Labor and Climate Remain Top-of-Mind with Roofers
2020 has only just arrived and is already shaping up to be an exciting year. Opportunities within roofing abound, even in the face of some industry challenges.
As we continue to witness a volatile political landscape and economists participate in ongoing debate about whether an economic slowdown will occur (or when), roofing participants are understandably feeling a bit uneasy. Additionally, availability of labor, rising construction costs and climate change are issues directly shaping the industry today.
The Spray Polyurethane Foam Alliance (SPFA), which represents spray foam roofing and insulation manufacturers, contractors and equipment suppliers, is, like the roofing industry at-large, closely watching these variables but remains optimistic about roofing overall.
Leaders in roofing are currently gearing up for the third annual Roofing Day in Washington, D.C., the legislative fly-in advocacy event dedicated solely to roofing (and which the SPFA sponsors). Many of the issues focused on during last year’s event remain top priorities this year. One of these is the ongoing shortage of workers. The National Roofing Contractors Association (NRCA) recently estimated that contractors could have accepted 10 to 20% more work in 2018 if they had more skilled workers. The SPFA, like the NRCA, believes the industry could greatly benefit from expanded workforce training initiatives. Because the labor shortage is fueled in large part by an aging workforce, expanding workforce training for up-and-comers is critical for addressing future demand for workers, especially in competitive labor markets. Thus, bills and programs that expand worker skills training must be supported.
Immigration reform is another ongoing area of concern and one tied to the shortage of workers. The spray foam sector and roofing industry both support reform that addresses worker demand, increases border security, expands E-Verify to combat illegal immigration, and which supports visa reform that allows workers to enter the U.S. legally when our economy needs them.

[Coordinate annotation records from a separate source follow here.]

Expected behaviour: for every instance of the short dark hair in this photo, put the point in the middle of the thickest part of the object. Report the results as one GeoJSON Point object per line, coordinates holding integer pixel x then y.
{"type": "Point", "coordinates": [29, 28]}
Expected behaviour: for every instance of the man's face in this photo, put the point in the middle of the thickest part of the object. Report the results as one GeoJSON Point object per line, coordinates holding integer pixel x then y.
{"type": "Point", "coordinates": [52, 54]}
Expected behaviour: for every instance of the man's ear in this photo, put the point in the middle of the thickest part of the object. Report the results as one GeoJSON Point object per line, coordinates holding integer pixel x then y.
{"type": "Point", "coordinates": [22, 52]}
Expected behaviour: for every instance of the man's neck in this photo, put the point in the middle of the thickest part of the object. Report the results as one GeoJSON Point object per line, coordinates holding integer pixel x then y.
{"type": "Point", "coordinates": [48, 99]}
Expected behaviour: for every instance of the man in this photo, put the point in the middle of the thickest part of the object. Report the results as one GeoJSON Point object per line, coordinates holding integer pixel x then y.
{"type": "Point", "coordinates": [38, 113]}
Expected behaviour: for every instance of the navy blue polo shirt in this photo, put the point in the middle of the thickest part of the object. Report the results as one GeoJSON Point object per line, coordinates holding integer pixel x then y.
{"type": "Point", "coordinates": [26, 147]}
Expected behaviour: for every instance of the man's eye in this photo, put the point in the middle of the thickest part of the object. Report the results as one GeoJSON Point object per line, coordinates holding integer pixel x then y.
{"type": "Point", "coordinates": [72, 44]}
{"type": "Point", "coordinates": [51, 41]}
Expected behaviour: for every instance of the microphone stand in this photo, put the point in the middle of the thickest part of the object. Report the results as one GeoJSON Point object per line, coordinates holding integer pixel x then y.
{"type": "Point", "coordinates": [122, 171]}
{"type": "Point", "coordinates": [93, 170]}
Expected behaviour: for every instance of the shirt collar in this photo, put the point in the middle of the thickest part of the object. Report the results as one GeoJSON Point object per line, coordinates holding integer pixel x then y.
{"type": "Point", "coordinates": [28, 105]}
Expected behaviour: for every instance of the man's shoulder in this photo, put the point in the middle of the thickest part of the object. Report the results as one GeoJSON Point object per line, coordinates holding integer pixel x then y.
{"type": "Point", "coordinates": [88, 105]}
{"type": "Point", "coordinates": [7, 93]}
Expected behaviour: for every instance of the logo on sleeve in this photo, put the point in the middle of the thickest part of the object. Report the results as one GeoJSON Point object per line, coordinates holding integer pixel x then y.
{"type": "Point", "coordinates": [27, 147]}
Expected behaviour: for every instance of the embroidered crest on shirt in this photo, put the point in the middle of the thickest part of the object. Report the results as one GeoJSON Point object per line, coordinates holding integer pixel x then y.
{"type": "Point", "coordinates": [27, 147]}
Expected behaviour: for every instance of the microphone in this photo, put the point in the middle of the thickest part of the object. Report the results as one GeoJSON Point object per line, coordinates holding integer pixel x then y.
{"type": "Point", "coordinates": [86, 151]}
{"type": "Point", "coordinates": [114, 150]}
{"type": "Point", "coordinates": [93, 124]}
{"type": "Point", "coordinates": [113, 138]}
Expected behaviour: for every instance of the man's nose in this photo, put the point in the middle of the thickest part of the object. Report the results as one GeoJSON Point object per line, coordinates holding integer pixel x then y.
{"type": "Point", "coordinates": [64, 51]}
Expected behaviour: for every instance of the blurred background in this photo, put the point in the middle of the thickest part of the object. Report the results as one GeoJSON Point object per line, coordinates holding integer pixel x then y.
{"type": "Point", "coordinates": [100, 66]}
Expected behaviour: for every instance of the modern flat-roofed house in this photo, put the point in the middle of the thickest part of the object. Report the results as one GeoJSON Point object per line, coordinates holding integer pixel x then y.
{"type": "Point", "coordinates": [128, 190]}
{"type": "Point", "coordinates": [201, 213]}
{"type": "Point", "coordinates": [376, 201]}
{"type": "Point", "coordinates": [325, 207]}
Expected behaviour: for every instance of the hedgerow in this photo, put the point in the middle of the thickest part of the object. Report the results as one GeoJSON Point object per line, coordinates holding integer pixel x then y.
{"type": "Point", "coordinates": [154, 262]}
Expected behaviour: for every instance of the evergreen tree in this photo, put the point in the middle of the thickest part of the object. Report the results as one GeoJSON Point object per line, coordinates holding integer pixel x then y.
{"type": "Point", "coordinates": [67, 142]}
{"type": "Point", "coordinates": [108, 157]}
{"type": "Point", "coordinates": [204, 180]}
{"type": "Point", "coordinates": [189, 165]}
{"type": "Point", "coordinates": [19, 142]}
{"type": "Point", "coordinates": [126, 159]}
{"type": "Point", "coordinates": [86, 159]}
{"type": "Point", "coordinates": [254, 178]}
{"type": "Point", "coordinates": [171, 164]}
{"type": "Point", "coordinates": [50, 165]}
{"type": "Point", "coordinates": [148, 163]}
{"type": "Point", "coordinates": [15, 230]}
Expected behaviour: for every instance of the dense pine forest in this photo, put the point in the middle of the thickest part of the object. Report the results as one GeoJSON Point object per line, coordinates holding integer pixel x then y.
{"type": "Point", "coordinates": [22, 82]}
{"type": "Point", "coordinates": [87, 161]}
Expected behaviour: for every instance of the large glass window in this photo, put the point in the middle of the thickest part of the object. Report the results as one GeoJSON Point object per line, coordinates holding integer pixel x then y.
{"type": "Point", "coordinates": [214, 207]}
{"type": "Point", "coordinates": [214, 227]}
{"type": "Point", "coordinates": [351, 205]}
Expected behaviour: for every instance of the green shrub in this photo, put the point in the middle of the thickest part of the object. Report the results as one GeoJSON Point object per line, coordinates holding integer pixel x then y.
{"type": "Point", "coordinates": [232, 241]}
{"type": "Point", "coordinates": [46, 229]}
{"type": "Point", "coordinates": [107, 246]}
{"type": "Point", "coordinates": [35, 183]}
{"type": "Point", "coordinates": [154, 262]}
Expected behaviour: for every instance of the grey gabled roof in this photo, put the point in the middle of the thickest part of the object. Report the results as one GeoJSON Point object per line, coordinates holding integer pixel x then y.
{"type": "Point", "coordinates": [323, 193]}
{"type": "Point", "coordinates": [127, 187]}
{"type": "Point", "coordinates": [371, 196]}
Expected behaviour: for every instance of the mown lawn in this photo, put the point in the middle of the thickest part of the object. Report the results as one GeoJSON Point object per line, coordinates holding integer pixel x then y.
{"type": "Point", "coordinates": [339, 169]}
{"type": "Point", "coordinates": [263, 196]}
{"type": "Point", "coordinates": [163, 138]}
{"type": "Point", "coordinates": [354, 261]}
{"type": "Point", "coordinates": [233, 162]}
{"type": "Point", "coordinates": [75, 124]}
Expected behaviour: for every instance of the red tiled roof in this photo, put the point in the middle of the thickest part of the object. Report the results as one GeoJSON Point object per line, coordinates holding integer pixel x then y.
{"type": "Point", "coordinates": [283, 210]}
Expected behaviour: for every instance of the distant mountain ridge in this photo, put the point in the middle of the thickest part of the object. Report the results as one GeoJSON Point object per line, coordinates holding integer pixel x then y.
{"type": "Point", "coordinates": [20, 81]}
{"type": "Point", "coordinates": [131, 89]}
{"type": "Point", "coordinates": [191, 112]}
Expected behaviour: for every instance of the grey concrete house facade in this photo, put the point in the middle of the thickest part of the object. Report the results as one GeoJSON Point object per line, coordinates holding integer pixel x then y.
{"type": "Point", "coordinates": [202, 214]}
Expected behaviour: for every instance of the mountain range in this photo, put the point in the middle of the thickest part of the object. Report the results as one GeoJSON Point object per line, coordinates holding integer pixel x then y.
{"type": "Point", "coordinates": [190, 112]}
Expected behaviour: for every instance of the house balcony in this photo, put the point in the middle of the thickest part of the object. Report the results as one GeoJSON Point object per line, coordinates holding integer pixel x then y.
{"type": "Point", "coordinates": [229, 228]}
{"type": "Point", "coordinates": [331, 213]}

Even while we are experiencing a shortage of workers, the roofing industry is starting to expand the presence of both women and minorities in leadership positions. Similar to many sectors within the traditionally male-dominated real estate and construction industries, diversity breakthroughs in leadership have slowly increased over the last few years. Two years ago, the SPFA welcomed its first female president, Tiffiny Flaim. She and our other veteran and minority leaders should continue to inspire this movement. It’s critical that, as an industry that serves a diverse population, we should ideally reflect that same diversity.

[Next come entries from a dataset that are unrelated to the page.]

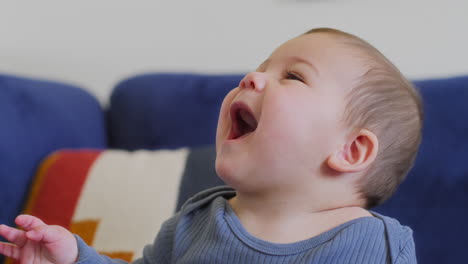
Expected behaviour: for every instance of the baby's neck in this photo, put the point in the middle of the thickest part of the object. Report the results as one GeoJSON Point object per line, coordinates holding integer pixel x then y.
{"type": "Point", "coordinates": [283, 221]}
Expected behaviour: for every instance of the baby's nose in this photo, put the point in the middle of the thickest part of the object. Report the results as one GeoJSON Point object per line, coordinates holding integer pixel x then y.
{"type": "Point", "coordinates": [253, 80]}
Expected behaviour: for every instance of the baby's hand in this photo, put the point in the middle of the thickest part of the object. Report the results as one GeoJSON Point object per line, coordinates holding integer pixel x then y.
{"type": "Point", "coordinates": [38, 243]}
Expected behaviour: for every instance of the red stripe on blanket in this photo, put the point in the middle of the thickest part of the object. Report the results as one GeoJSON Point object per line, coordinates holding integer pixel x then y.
{"type": "Point", "coordinates": [57, 187]}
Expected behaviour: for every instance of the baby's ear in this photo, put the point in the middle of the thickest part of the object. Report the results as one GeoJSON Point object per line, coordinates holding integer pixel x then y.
{"type": "Point", "coordinates": [356, 155]}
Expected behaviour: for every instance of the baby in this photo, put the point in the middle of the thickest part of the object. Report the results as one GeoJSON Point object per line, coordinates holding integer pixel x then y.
{"type": "Point", "coordinates": [325, 129]}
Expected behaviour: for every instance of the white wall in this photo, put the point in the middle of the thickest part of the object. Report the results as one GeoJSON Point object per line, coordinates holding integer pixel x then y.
{"type": "Point", "coordinates": [97, 43]}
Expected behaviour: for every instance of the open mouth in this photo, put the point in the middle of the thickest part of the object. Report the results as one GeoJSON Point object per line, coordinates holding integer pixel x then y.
{"type": "Point", "coordinates": [243, 121]}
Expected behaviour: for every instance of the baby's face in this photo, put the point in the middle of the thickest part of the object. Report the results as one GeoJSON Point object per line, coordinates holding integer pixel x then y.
{"type": "Point", "coordinates": [280, 124]}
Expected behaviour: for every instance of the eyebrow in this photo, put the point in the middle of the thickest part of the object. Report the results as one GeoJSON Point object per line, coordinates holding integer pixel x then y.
{"type": "Point", "coordinates": [295, 59]}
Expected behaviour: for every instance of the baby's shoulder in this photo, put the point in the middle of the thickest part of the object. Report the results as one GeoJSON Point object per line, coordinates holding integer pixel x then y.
{"type": "Point", "coordinates": [204, 198]}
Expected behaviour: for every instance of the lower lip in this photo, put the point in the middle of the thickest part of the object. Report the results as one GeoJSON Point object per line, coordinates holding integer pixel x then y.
{"type": "Point", "coordinates": [239, 138]}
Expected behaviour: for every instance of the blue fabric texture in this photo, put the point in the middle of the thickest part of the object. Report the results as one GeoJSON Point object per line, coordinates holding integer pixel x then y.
{"type": "Point", "coordinates": [207, 230]}
{"type": "Point", "coordinates": [38, 117]}
{"type": "Point", "coordinates": [167, 110]}
{"type": "Point", "coordinates": [432, 201]}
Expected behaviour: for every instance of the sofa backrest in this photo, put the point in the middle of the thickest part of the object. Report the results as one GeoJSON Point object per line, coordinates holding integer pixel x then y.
{"type": "Point", "coordinates": [38, 117]}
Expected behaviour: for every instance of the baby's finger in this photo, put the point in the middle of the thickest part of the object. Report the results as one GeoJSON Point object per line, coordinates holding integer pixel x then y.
{"type": "Point", "coordinates": [13, 235]}
{"type": "Point", "coordinates": [28, 222]}
{"type": "Point", "coordinates": [46, 233]}
{"type": "Point", "coordinates": [9, 250]}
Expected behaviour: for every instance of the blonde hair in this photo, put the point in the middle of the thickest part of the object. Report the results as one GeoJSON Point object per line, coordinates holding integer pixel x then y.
{"type": "Point", "coordinates": [386, 103]}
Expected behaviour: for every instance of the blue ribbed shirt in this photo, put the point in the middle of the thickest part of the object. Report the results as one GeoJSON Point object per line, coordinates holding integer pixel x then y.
{"type": "Point", "coordinates": [206, 230]}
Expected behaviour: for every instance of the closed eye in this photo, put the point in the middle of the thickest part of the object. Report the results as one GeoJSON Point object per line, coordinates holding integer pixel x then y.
{"type": "Point", "coordinates": [294, 76]}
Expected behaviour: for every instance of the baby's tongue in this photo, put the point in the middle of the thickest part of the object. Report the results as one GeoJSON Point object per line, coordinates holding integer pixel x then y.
{"type": "Point", "coordinates": [248, 119]}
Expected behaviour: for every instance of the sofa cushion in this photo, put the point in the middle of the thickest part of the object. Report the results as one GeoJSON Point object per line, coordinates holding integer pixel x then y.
{"type": "Point", "coordinates": [154, 111]}
{"type": "Point", "coordinates": [115, 200]}
{"type": "Point", "coordinates": [38, 117]}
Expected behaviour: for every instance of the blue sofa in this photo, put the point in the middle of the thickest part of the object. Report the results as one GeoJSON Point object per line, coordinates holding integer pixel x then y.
{"type": "Point", "coordinates": [166, 111]}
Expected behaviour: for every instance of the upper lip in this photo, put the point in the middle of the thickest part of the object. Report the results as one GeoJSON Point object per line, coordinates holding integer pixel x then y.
{"type": "Point", "coordinates": [239, 128]}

The other key area indisputably driving spray foam and high-performance roofing in general is our measurably changing climate. Greater environmental awareness among both homeowners and facility owners is increasing demand and the adoption of environmentally sustainable roofing systems.

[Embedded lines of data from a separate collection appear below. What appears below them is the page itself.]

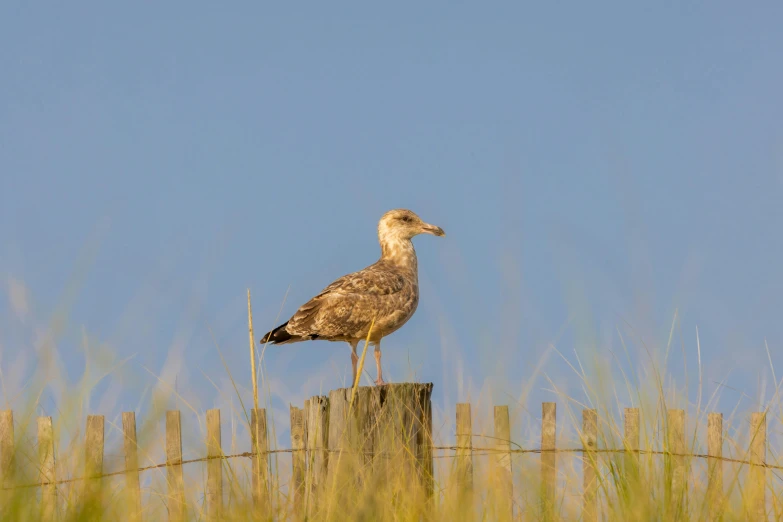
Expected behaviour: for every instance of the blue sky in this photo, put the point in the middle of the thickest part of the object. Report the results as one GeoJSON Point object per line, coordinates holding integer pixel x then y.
{"type": "Point", "coordinates": [595, 167]}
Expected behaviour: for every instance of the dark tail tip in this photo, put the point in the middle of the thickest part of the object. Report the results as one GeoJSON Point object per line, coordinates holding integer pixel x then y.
{"type": "Point", "coordinates": [278, 335]}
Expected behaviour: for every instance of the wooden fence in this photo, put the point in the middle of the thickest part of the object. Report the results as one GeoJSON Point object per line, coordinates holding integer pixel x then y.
{"type": "Point", "coordinates": [308, 458]}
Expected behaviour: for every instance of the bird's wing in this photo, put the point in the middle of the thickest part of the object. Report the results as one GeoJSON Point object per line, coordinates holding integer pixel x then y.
{"type": "Point", "coordinates": [346, 306]}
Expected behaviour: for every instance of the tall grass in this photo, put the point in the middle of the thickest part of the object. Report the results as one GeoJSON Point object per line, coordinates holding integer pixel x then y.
{"type": "Point", "coordinates": [360, 490]}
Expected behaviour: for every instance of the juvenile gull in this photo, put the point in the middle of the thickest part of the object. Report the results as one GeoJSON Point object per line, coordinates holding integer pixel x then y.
{"type": "Point", "coordinates": [387, 291]}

On the other side of the same equation, the many storms growing in intensity and frequency as a related result of these climate changes are also increasing demand for durable, resilient roofing materials. The SPFA’s roofing contractor members are reporting an influx in spray foam roofing demand as a direct result of both of these influences, along with increasing sophistication and knowledge among customers. We expect that demand to continue to steadily grow this year and beyond.